Même si je n’en présente que 100, je voulais vraiment faire un livre qui soit dédié à toutes les vigneronnes. Je voulais monter que la diversité des parcours et des voix des femmes vigneronnes était importante, qu’il n’y avait pas d’archétype. Il y a vraiment plein de façons différentes de créer son domaine, d’en hériter, de le maintenir. Au-delà de la description de ces 100 femmes-là, mon idée était donc de montrer le champ des possibles pour donner l’exemple aux plus jeunes qui auraient envie de se lancer dans des carrières et pour ouvrir les yeux du public sur le fait que les femmes ne produisent pas des vins féminins mais produisent des vins tout court. C’est très compliqué de dire à l’aveugle si un vin a été fait par un homme ou une femme car les productions sont extrêmement diversifiées.

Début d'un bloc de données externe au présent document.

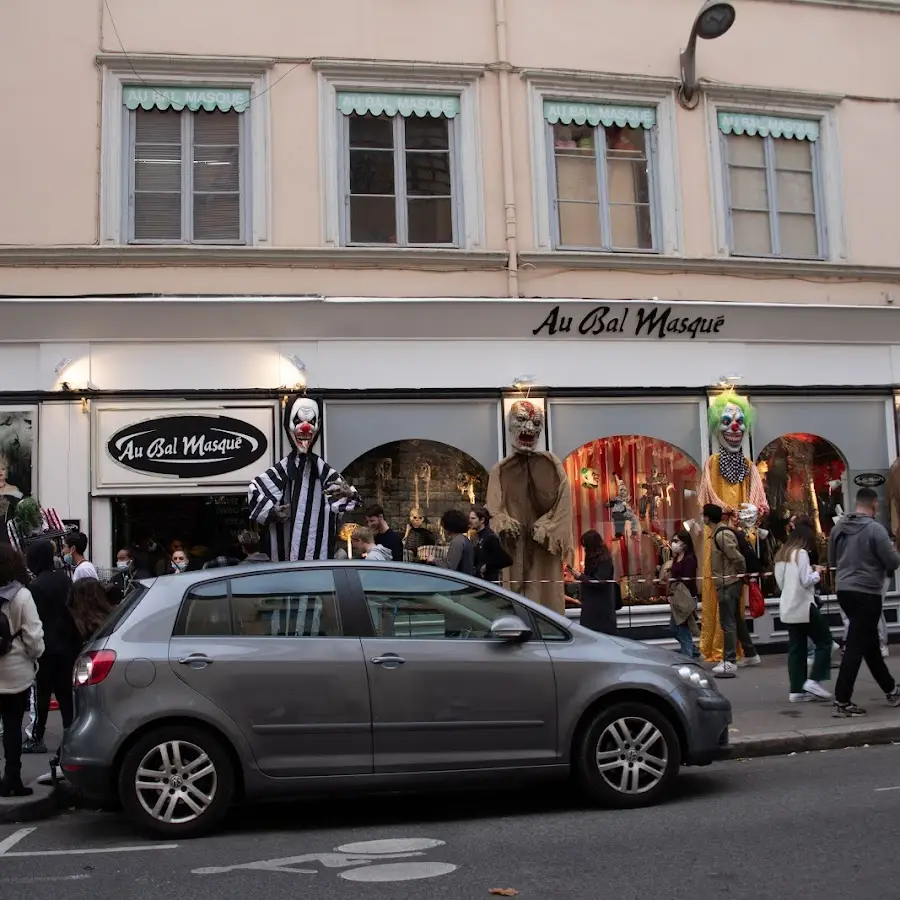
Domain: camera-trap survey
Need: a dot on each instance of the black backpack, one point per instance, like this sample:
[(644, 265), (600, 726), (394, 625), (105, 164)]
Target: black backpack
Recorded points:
[(751, 558), (6, 633)]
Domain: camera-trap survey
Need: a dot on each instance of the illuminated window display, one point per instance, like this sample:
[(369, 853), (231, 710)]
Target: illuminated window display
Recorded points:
[(803, 475), (636, 491)]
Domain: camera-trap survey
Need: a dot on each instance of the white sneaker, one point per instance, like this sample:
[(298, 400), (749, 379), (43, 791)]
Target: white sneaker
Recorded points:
[(725, 670), (801, 698), (816, 690)]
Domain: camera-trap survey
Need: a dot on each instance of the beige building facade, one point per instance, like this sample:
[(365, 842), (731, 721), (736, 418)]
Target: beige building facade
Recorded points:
[(420, 211)]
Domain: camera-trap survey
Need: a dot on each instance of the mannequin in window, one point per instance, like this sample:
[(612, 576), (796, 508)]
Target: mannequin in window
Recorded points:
[(731, 482)]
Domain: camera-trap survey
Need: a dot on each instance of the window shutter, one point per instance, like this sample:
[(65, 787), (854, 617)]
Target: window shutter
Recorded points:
[(216, 176), (157, 175)]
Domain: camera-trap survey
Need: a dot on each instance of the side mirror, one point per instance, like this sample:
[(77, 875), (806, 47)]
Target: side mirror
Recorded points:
[(510, 628)]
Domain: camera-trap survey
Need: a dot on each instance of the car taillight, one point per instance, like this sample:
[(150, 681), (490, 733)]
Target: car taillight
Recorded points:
[(93, 667)]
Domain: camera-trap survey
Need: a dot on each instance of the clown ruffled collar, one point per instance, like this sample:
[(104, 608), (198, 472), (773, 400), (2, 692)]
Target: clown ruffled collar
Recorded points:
[(733, 466)]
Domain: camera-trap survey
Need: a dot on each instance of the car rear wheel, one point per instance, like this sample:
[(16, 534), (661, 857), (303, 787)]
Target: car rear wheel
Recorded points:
[(628, 756), (176, 782)]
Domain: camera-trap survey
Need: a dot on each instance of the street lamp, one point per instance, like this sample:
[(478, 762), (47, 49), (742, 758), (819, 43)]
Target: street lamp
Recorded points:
[(713, 20)]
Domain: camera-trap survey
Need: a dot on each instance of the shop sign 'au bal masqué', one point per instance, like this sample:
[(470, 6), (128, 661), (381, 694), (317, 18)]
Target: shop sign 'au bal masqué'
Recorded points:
[(646, 322)]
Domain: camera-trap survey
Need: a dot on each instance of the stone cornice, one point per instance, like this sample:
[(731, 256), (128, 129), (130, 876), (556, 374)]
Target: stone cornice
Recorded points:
[(219, 256), (736, 266)]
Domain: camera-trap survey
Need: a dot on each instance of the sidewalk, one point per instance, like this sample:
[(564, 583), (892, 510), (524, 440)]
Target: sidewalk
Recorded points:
[(766, 724)]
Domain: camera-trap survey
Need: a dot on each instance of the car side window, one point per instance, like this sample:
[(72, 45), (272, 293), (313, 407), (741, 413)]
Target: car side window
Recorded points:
[(297, 603), (423, 606)]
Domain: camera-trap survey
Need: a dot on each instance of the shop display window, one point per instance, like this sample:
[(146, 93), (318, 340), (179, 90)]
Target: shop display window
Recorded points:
[(416, 482), (804, 475), (636, 492)]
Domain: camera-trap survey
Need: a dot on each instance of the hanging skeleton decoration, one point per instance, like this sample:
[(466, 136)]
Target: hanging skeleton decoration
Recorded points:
[(301, 498)]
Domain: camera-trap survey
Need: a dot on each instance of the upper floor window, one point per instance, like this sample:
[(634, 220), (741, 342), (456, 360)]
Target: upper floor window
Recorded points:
[(603, 186), (772, 186), (400, 155), (186, 162)]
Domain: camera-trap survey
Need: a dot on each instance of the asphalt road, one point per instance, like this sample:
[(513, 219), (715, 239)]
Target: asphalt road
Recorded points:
[(816, 825)]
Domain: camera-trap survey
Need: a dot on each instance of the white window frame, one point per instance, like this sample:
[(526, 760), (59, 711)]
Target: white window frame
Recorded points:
[(116, 168), (664, 179), (401, 205), (827, 174), (466, 168)]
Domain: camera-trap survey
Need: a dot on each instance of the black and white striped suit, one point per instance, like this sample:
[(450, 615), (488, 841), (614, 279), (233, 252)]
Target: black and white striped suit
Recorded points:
[(299, 481)]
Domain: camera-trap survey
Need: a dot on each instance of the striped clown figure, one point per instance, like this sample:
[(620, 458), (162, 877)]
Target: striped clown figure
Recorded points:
[(301, 498)]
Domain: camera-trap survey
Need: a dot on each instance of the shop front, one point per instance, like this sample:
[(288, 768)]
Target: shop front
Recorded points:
[(176, 472)]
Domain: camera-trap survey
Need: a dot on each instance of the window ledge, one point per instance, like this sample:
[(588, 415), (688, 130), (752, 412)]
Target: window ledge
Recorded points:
[(301, 257), (737, 266)]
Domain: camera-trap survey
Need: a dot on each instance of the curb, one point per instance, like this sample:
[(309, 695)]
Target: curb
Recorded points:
[(835, 737), (40, 805)]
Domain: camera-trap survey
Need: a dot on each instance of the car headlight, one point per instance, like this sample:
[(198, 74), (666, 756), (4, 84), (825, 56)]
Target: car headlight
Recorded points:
[(694, 675)]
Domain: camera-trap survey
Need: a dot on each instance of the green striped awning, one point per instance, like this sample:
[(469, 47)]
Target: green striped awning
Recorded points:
[(181, 97)]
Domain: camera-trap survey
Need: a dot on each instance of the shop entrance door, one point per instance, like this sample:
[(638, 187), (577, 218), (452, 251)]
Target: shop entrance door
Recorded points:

« Je voulais monter que la diversité des parcours et des voix des femmes vigneronnes était importante, qu’il n’y avait pas d’archétype. »
J’avais vraiment envie de redonner une place de légitimité et de qualité à toutes ces femmes. C’est évidemment un livre militant, féministe, c’est dans son ADN, mais je voulais qu’il le soit plus par l’exemple que par l’exposé d’arguments, même s’il y a évidemment toute une partie introductive dans laquelle j’explique la genèse du livre, l’histoire des femmes dans le monde du vin et la manière dont elles ont peu à peu réussi à se réapproprier du terrain. Je trouvais que c’était pertinent d’amener, par tous ces parcours différents, une vision plus globale de ce que peut être la vie d’une vigneronne aujourd’hui.
Les clichés autour du vin et des femmes ne concernent pas seulement les femmes travaillant dans ce milieu mais également les consommatrices. On préférerait les vins légers, on n’y connaîtrait rien… Ces clichés ont-ils encore la vie dure ?
Oui, moi je les croise tout le temps car en étant caviste je suis au contact des gens. Et c’est vrai qu’il y a encore beaucoup de gens qui me disent : « J’aimerais du vin pour ce soir mais attention c’est pour des femmes donc il va me falloir un truc léger ou sucré ». Il y a encore énormément de clichés sur le goût féminin, alors que je pense vraiment que le goût est une construction sociale. C’est par exemple parce qu’on éduque les filles à faire attention à leur ligne qu’elles vont se diriger vers certains aliments, alors qu’il n’y a pas plus de raisons qu’une femme n’aime pas les entrecôtes qu’un homme préfère la salade. La question du goût est très complexe parce qu’il ne s’agit pas juste d’une question de préférences personnelles, mais aussi d’une question d’éducation avec tout un poids social derrière. C’est intéressant et important de déconstruire tous ces clichés. Les femmes se font souvent peu confiance sur leur propre goût mais aussi sur leur légitimité à acheter du vin, alors qu’en réalité ce sont très souvent elles qui le font. Il faut redonner confiance aux femmes, leur dire que leurs goûts sont légitimes et qu’elles ont le droit de préférer des vins rouges très tanniques ou des vins doux et des vins rosés. L’important c’est de se faire plaisir et de ne pas se restreindre.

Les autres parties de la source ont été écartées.